The eagles move into the Brackendale area from the interior of BC during December and January each year to feed on the Chum Salmon that run up the Squamish River. Each year a count is taken the second weekend of January. This year just under 900 eagles were counted which is less that half the normal numbers. A very poor Chum Salmon run was to blame and many eagles had already left the area.
We really enjoyed watching the birds. From the back of our cabin one afternoon we could see 13 different eagles perching in the trees along the river waiting for lunch to swim by. This is a immature Bald Eagle eating on a salmon head which he procured from a group of gulls.
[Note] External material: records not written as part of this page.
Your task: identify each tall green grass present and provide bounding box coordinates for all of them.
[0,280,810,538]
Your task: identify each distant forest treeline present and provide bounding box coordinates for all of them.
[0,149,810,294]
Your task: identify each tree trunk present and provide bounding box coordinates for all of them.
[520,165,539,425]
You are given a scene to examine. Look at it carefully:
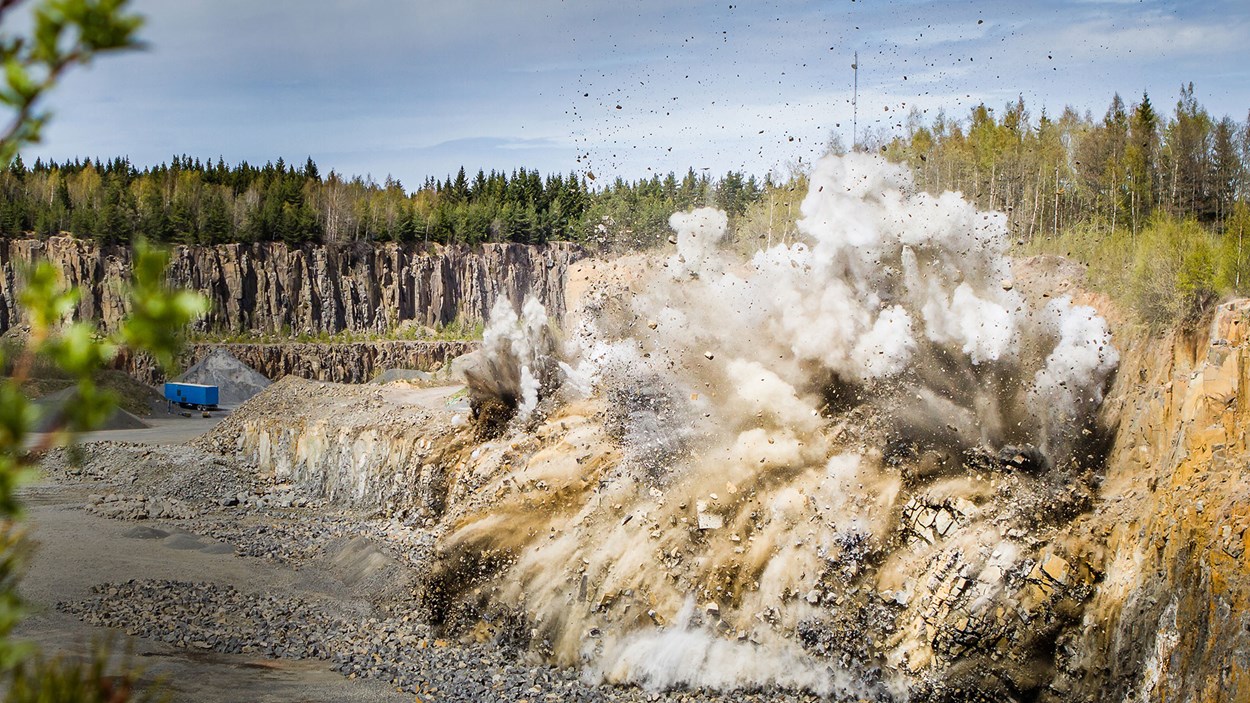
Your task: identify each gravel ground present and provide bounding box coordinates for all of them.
[58,580,816,702]
[36,442,840,703]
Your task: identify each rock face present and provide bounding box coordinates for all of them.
[201,293,1250,703]
[0,236,583,334]
[114,340,478,385]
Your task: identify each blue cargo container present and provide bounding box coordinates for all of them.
[165,383,218,410]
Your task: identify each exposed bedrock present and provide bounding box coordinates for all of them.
[114,340,478,385]
[0,236,583,334]
[201,296,1250,703]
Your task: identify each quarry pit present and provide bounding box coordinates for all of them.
[9,156,1250,702]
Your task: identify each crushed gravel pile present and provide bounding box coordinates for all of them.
[174,346,273,408]
[41,442,259,509]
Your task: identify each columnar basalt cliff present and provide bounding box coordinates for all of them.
[115,340,478,385]
[200,293,1250,703]
[0,236,581,334]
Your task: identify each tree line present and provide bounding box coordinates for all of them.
[873,84,1250,328]
[874,84,1250,240]
[0,155,760,244]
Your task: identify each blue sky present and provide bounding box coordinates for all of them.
[25,0,1250,189]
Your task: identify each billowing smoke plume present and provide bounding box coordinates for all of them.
[461,292,559,434]
[444,154,1118,698]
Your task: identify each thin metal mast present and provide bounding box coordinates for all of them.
[851,51,859,151]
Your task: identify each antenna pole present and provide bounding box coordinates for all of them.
[851,51,859,151]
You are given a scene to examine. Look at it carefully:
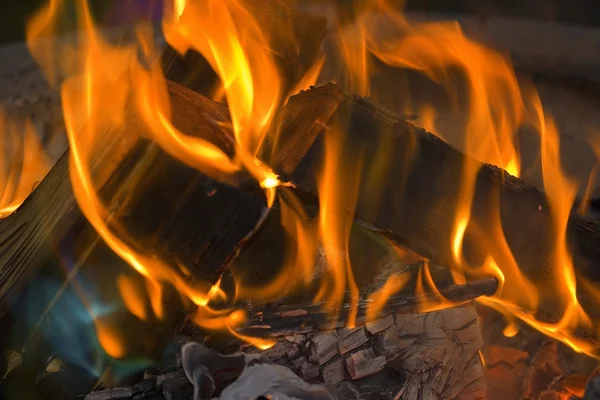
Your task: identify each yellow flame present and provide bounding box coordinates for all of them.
[0,110,51,218]
[23,0,596,357]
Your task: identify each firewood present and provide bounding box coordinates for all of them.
[202,303,486,400]
[162,0,326,101]
[0,83,327,397]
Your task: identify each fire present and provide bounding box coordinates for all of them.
[17,0,596,358]
[0,110,51,218]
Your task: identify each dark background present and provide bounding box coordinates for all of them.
[0,0,600,43]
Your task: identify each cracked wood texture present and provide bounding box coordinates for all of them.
[284,84,600,321]
[221,303,486,400]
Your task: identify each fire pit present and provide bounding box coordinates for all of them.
[0,0,600,400]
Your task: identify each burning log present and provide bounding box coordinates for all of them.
[86,304,486,400]
[0,76,600,350]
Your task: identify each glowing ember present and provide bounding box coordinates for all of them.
[11,0,596,358]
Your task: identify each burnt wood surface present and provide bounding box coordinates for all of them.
[0,83,329,398]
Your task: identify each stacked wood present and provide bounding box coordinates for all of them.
[86,304,486,400]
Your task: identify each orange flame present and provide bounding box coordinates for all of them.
[21,0,596,357]
[0,110,51,218]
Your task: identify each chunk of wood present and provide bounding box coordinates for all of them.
[346,349,386,379]
[310,332,338,365]
[206,304,486,400]
[338,326,369,354]
[322,358,347,385]
[162,0,326,101]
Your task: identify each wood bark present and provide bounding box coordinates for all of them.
[86,304,486,400]
[0,79,600,340]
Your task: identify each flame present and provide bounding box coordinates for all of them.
[316,127,362,327]
[117,275,146,319]
[367,274,410,321]
[23,0,596,358]
[0,110,51,218]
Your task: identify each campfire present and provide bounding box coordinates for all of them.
[0,0,600,400]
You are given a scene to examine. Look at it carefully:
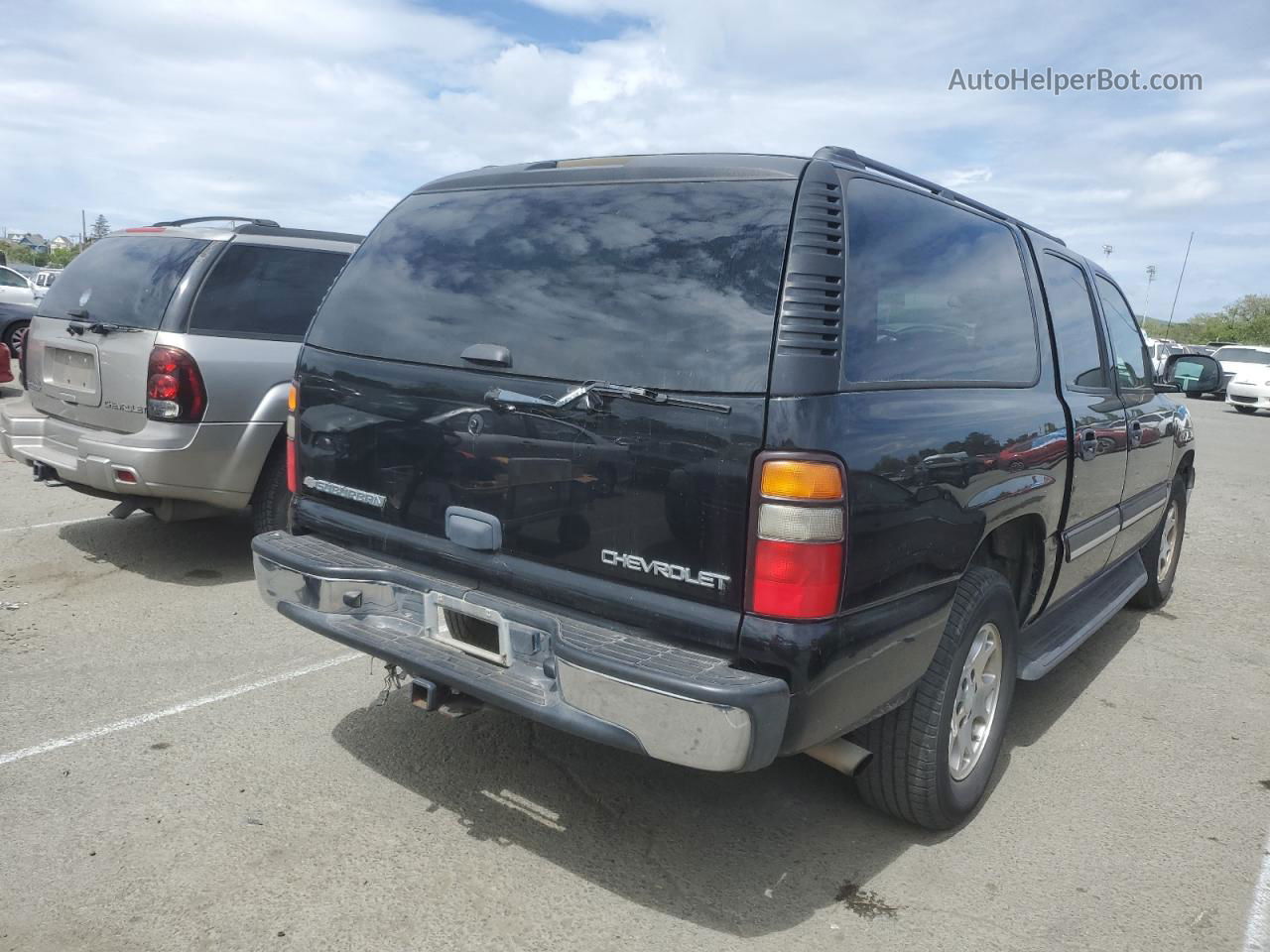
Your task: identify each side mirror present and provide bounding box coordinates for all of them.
[1156,354,1221,394]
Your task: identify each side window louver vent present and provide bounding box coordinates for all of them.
[776,163,847,368]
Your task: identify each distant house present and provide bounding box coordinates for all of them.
[18,231,49,255]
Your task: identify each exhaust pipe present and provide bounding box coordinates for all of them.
[803,738,872,776]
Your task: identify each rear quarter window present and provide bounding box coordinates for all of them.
[190,242,348,340]
[843,178,1040,389]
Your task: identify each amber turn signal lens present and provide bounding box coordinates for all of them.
[762,459,842,499]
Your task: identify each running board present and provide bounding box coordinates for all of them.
[1019,552,1147,680]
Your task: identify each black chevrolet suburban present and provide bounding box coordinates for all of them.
[253,147,1219,828]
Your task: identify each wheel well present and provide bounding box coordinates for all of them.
[970,514,1045,625]
[1178,449,1195,489]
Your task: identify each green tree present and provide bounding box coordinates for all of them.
[1143,295,1270,344]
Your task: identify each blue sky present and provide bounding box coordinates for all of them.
[0,0,1270,317]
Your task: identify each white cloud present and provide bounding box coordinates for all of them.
[1134,151,1218,208]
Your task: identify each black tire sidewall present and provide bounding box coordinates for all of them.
[1147,481,1187,599]
[936,580,1019,817]
[251,452,291,535]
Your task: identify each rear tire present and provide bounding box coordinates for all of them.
[1129,473,1187,609]
[854,566,1019,830]
[251,444,291,536]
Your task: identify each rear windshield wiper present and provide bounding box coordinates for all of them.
[485,380,731,414]
[66,313,141,337]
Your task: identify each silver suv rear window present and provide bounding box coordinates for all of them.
[36,235,208,330]
[309,180,795,393]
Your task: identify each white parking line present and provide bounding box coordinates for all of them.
[1243,833,1270,952]
[0,516,112,536]
[0,653,366,765]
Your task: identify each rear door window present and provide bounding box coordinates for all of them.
[37,235,208,330]
[1093,274,1151,390]
[1040,254,1111,390]
[190,242,348,340]
[309,180,795,393]
[843,178,1039,387]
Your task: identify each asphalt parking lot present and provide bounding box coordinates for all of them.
[0,385,1270,952]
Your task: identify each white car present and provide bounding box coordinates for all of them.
[31,268,63,300]
[1212,344,1270,404]
[0,267,36,304]
[1221,346,1270,414]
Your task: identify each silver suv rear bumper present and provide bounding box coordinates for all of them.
[0,401,280,509]
[251,532,789,772]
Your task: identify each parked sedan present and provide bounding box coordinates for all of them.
[1225,367,1270,414]
[0,299,36,357]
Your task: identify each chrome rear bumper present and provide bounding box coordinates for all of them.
[251,532,789,772]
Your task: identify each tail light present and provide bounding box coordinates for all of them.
[749,456,847,620]
[287,382,300,495]
[146,346,207,422]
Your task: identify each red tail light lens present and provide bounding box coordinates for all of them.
[146,346,207,422]
[750,538,842,618]
[749,453,847,621]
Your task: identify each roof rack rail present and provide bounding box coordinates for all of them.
[150,214,282,228]
[812,146,1067,248]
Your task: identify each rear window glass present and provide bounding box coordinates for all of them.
[843,178,1039,385]
[309,181,794,393]
[190,242,348,340]
[37,236,208,330]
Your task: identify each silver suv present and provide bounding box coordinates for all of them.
[0,217,362,532]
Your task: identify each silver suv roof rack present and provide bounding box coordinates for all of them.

The immature eagles have this brown mottled color until they are in their 4th or 5th year when they molt and get the white head and tail of an adult. I really think the young eagles are more striking than the adults.
About 25% of the eagles we saw were immature birds and only about 10% of those will reach adulthood. The adults are very easy to see because their white heads really show up against the dark background.
Not sure what this guy is thinking!!!
Here is my birding companion in her winter plumage. It was cold and did snow a little but the sun did come out "one" day.
This Great Blue Heron landed in a tree next to me and after deciding that I was just a stump he pulled up one leg, cocked his neck down and just stood there for quite a while.
The immature eagles were more active than the adult birds. Probably because it took them more time to catch diner.
Marjie and I were stealthfully walking along the river and saw this young eagle taking a bath. First we thought he was injured but guess it was just Saturday evening. He really splashed around for about 10 minutes.
After his bath was over he jumped up on a log, dried off and flew away. It was about 30 degrees at the time but he didn't seem to mind the cold water. These eagles are really magnificent creatures. It is a struggle for them, especially the young, but their overall numbers are increasing. The salmon runs seem to be the key for winter survival.